DATE: May 26, 2005
CONTACT: Mike Brown
ELKO FIELD OFFICE: 2005-36 (775) 753-0386
AFTER THE FIRES … HELPING MOTHER NATURE
An extensive four-year tree and shrub restoration project on public lands in northeastern Nevada wrapped up this spring with the planting of 47,000 bitterbrush seedlings.
Commercial contract planting crews from Oregon planted and applied treatments such as mulching and tubing to the bitterbrush seedlings that were planted on HD Summit (30 miles north of wells); in the Palisades area (30 miles west of Elko); Mineral Hill (40 miles south of Carlin); and Pony Creek (20 miles south of Carlin).
As a result of a combination of climatic conditions including severe drought and high winds, the 1999, 2000, and 2001 fire seasons burned about 2.8 million acres in Nevada. About 1.5 million acres of that total were public lands in northeastern Nevada managed by the BLM Elko Field Office.
Fire is a natural process- it has historically renewed vegetation types and habitat - but three consecutive years of wildfires that consumed large expanses of forest and critical wildlife habitat, especially mule deer winter range, caused major concern among federal and state agencies and the public. When large expanses of forest types are killed by wildfire, those sites are not expected to regenerate naturally for centuries because of a lack of seed source and because the sites are fairly dry. Another major issue that land managers now face with wildfires is introduction of exotic plants such as cheatgrass. These exotic plants quickly invade disturbed sites such as burned areas and rob critical soil moisture from the soil before native species can germinate. In the aftermath of the 1999 fires, it was apparent that both forest stands and crucial mule deer habitat would need help and the BLM Elko and Battle Mountain Field Offices joined forces to begin planning restoration efforts.
BLM Rangeland Management Specialist Tyson Gripp said, “The amount of work was so extensive, we broke it down into phases over a several year period. The first phase of the project was to collect the native seed - bitterbrush, pinion, Utah juniper, and mountain mahogany for the upland sites; and quaking aspen and narrow-leaf cottonwood for the riparian areas. Nevada Division of Forestry crews helped BLM forestry staff to gather the seed in 2000 and 2001.”
“In the second phase of the project, we sent the seed to a Forest Service nursery in Placerville, California where the seed was sown and grown as either container or bare root stock in 2002 and 2003. Some species (bitterbrush and cottonwood) take one year for the nursery to grow into large enough plants that are capable of being successfully transplanted while other species (pinion pine and Utah juniper) take a minimum of two years to grow into acceptable transplant size. Several factors determined whether we chose to grow the planting stock as container or bare root including survival rates and cost. Container stock is more expensive due to additional labor and material costs. Some species, like bitterbrush, will usually transplant with high survival rates in the bare root form; while other species, like mountain mahogany and pinion, must be grown as container stock in order to have a chance at survival.”

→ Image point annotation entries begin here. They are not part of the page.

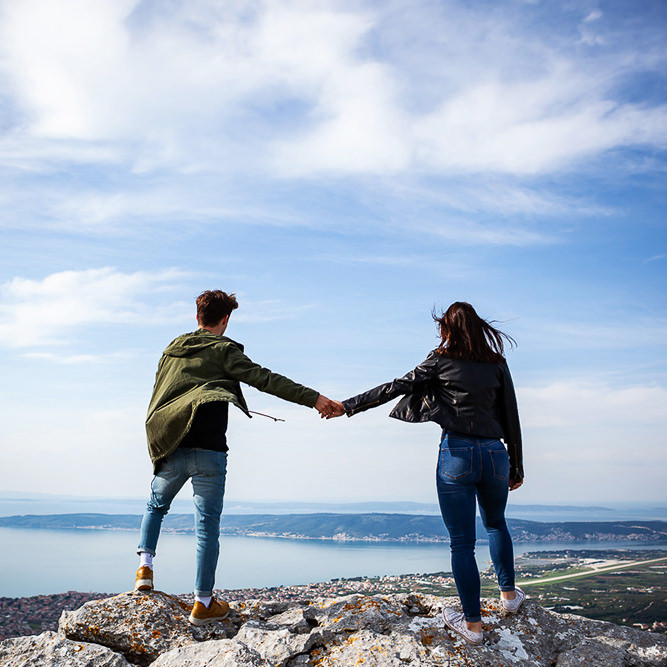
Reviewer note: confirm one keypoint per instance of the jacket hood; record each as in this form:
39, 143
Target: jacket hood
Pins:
191, 343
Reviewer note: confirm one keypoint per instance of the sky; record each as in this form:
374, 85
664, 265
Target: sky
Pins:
344, 168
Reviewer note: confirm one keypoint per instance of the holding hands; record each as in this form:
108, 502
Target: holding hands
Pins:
329, 408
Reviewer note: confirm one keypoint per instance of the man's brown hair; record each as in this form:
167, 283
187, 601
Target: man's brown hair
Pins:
213, 306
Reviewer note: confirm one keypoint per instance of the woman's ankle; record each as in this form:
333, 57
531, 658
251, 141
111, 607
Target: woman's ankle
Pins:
475, 626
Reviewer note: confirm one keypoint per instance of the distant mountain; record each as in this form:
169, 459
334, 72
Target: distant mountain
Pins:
375, 527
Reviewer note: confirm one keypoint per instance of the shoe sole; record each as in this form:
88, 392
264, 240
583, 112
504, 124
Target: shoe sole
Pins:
205, 621
510, 612
143, 585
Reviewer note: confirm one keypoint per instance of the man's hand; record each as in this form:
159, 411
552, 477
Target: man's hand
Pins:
328, 408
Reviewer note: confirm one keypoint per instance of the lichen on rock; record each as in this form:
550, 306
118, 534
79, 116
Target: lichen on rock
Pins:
376, 631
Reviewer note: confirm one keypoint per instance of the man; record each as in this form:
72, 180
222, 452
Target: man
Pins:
199, 374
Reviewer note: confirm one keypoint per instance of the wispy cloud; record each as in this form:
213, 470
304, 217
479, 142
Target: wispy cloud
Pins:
36, 313
586, 403
175, 88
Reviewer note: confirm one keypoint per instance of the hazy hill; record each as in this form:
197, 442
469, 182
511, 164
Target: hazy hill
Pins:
367, 527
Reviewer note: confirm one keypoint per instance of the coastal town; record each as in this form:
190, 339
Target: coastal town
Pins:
626, 587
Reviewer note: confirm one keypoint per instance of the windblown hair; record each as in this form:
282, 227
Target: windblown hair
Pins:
465, 335
213, 306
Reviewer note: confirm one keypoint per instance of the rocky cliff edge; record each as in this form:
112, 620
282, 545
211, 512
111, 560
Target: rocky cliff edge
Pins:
382, 630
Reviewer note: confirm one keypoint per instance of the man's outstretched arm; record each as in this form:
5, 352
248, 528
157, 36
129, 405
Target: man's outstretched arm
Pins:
243, 369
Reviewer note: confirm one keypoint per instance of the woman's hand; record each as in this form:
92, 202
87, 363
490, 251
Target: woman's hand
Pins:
328, 408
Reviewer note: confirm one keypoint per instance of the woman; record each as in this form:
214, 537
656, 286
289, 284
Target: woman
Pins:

“The third phase,” Gripp continued, “was the actual planting. The riparian species came first and were planted in 2001/2002 within various riparian systems in the Sadler Fire area south of Elko. Because of the smaller quantities of plants, we used Nevada Division of Forestry crews, BLM personnel and volunteers to plant the riparian species. In 2002, we also received our first shipment of bitterbrush plants and we contracted again with Nevada Division of Forestry crews to plant in the Union Pass area also part of the Sadler Fire. In 2003 we received our first major shipment consisting of 103,000 bitterbrush seedlings. Because of the large number of seedlings, we issued our first commercial planting contract to plant in both the Battle Mountain and Elko Field Office areas. In 2004, the majority of the planting stock was shipped and commercial planting contractors planted more than 600 acres with 300,000 bitter brush seedlings, 70,000 pinion pine seedlings, 7,000 mountain mahogany seedlings, and several thousand Utah juniper seedlings. This year we planted the remaining 47,000 bitterbrush seedlings. Bitterbrush is a key species for mule deer.”
“The planting ‘window’ is very short – only two to three weeks. It’s the period of time between snowmelt and before the soil dries up. We were fortunate this year and had good planting weather,” Gripp concluded.
Partners in the project included several volunteers, the Mule Deer Foundation, Nevada Division of Forestry, and U.S. Forest Service.